Children who were fitter performed better than their peers in cognitive tasks, a new study found.
Researchers found that on average primary school pupils who were fitter had better response times in tasks, including visual and reading activities and memory tasks, than those who did not run as far.
Those who ran the furthest on a fitness test were considered to be the fittest pupils.
The study looked at the effect on children’s learning and memory following the Daily Mile – a school-based physical activity which is implemented in schools across the UK.
It involves students running or jogging at their own pace, usually via laps of the playground or sports pitch.
One hundred and four pupils, from eight primary schools, aged nine to 11 undertook a series of cognitive function tasks following exercise and rest.
The cognitive tasks were attempted by pupils immediately after exercise and 45 minutes after exercise.
Cognition refers to the mental processes involved in gaining knowledge and comprehension.
Scientists at Nottingham Trent University found that while exercise did not improve cognition overall, executive function – a set of mental skills that includes working memory, flexible thinking and self-control – tended to improve immediately after exercise.
Those considered as the most fit showed better cognition to their peers, completing tasks on average 5-10% faster and just as accurately, the study found.

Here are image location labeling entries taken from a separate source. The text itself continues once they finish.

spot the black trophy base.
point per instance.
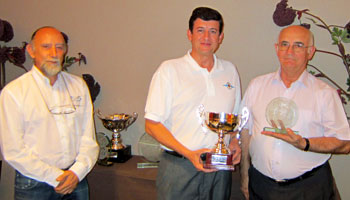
(218, 161)
(120, 155)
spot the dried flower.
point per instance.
(1, 28)
(283, 15)
(7, 34)
(347, 26)
(93, 86)
(305, 25)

Researchers also found the children particularly liked the self-paced nature of the Daily Mile, the social aspect and the fact that it was outdoors.

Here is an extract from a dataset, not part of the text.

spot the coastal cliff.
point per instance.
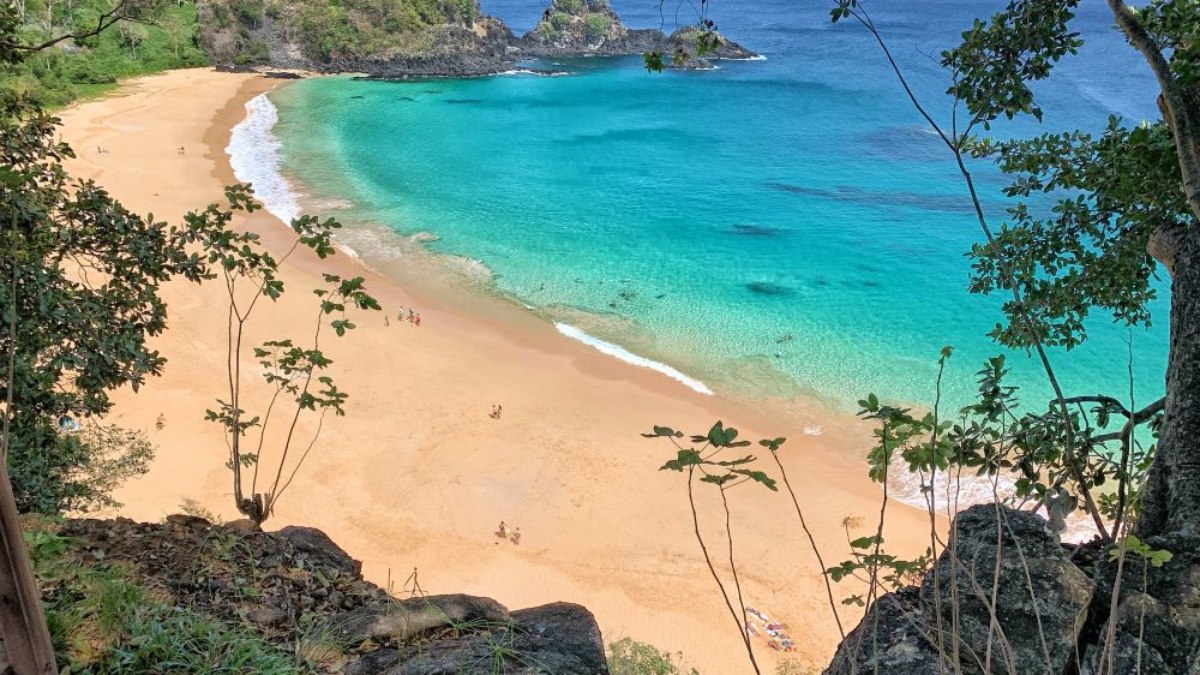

They say this suggests the exercise could be an effective and sustainable way to increase physical activity, and subsequently fitness, in children.

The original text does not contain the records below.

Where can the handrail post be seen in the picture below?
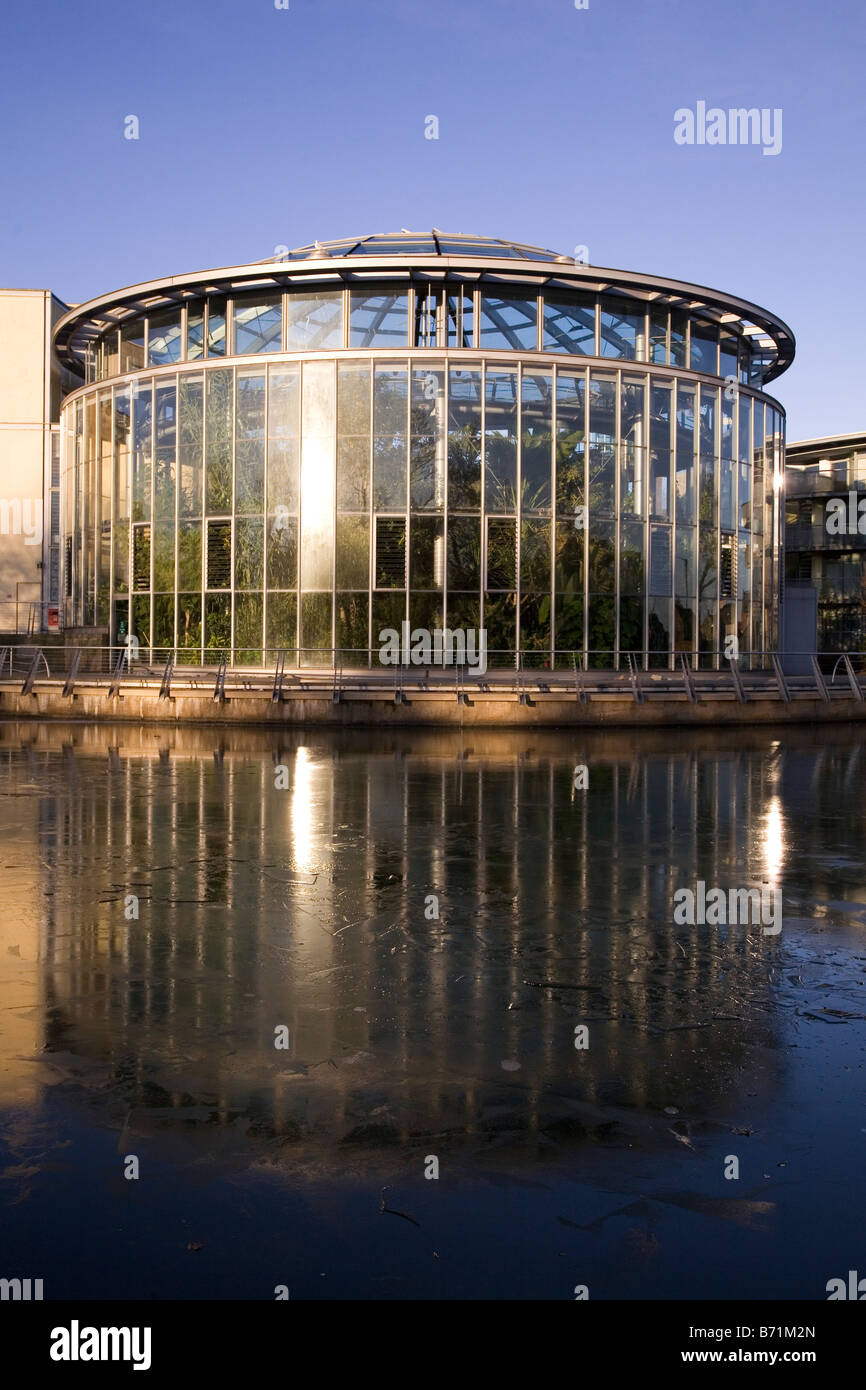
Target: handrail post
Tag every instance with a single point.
(852, 680)
(819, 680)
(780, 679)
(687, 680)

Lead researcher Dr Simon Cooper, associate professor in exercise, cognition and health in Nottingham Trent University’s School of Science and Technology, said: “A consistent finding of our work was that the children who were able to run the furthest during the multi-stage fitness test displayed superior cognition to their counterparts.
“Our work shows the importance of regular opportunities for physical activity in schools, not just for health and wellbeing but also cognition and academic achievement.”
The study is published in the journal Psychology of Sport and Exercise.